Who doesn’t know the question that arises not only in a private context but also in a professional setting when it comes to expressing criticism, communicating dissatisfaction or demanding something?
But especially on the job, a contribution can be made in advance to avoid situations that have led to dissatisfaction due to lack of clarity.
How can the state of ambiguity now be “attacked” in practice?
Especially in fast-moving times, when many things seem unpredictable, it helps to agree on and achieve goals. Does that sound old-fashioned in a world where everything is supposed to be agile and dynamic? Not at all – because goals create clarity!
But how can a goal be defined so that it is clear and, above all, also helps motivate employees because they can locate the meaning in what they are doing? Ralph Coverdale, the founder of Coverdale, dealt intensively with this question and developed four central questions to define an aim:
- “For whom are we doing it?” – The question of stakeholders/clients
- “Why are we doing it?” – The question of meaning/purpose
- “What should be achieved by when?” – The question about the final result
- “Against which criteria the end result will be measured?” – The question of success criteria
The Coverdale Aims Grid, makes it possible to capture all relevant aspects of an aim compactly and visualise their interdependencies.
Clarity about the target group/clients is essential to capture those for whom the end result matters. Likewise, this segment also makes the clients visible.
The purpose needs to be defined by the stakeholder. A lack of clarity about the purpose often goes hand in hand with failure, financial losses, etc. A clear purpose can serve as a source of motivation for the individual and will create less resistance when implementing (unpopular) goals. But – different stakeholders can pursue other purposes with one goal.
Therefore, it is all the more critical, especially in the case of more extensive activities and projects, to negotiate a common understanding between the stakeholders, which purposes will be pursued and which not.
The final result indicates which result needs to be achieved by when. All arrows converge in this square. As explained above, the stakeholders influence the desired end result, and the defined purpose also plays a role. The criteria are also inextricably linked to the end result.
The criteria make it possible to check the end result. By defining the standards, consider the areas of quality, resources, time, design requirements, etc.
Define the criteria together with the stakeholders while clarifying the assignment and use them as a “quality check” after achieving the goal.
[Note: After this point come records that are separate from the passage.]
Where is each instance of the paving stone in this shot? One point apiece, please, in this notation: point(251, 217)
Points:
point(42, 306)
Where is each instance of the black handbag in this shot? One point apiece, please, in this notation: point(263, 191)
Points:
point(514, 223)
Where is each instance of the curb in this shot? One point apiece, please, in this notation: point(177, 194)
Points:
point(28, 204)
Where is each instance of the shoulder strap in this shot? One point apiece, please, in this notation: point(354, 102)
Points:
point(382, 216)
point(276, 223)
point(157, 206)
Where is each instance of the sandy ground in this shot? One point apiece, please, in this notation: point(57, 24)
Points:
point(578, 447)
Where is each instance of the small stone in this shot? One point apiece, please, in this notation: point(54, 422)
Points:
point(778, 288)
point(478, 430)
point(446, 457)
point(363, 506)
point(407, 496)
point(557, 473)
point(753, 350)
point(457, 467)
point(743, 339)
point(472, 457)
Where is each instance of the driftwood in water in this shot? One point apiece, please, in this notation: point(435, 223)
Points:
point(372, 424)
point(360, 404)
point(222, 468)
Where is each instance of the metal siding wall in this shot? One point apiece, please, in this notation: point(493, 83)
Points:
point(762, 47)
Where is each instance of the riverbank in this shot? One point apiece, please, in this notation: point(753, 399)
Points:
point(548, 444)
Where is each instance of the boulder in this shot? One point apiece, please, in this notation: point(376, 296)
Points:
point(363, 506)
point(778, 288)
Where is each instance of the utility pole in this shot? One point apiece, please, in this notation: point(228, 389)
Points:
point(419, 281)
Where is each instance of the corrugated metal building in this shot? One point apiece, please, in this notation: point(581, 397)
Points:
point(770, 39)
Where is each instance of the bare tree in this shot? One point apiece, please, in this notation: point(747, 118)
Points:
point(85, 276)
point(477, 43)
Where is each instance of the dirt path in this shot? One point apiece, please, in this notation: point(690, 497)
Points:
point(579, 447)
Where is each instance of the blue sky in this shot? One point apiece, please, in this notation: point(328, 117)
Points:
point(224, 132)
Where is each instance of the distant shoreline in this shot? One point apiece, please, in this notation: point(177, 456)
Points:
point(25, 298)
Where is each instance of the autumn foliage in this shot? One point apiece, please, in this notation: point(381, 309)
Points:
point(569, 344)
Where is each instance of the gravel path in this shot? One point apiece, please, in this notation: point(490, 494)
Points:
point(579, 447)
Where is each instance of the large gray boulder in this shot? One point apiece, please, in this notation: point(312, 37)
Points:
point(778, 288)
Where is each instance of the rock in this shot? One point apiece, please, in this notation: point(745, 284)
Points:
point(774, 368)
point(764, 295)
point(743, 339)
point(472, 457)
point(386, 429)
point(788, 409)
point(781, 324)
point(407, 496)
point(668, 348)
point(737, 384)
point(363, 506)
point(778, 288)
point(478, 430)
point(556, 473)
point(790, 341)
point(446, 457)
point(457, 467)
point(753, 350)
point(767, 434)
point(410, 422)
As seen in the Coverdale Aims Grid, all four segments are interrelated. A change in the content of one quadrant can mean immediate effects on the other three segments.
In case of changes, conduct a cross-check to ensure that the contents of the respective segment fit the others.
Clarity as the key to success
Please work with the Coverdale Aims grid to define assignments or delegate them to avoid later dissatisfaction and frustration.
By filling in the four sections of the aims grid together, the interrelationships of stakeholders, purpose, end result and criteria become comprehensible and objectively assessable.
This tool in no way replaces continuous communication between the client and the persons carrying out the work – instead, it offers the chance to have a good companion in the form of the aims grid at hand from the beginning to the acceptance to be able to answer the question “How do I say what I want?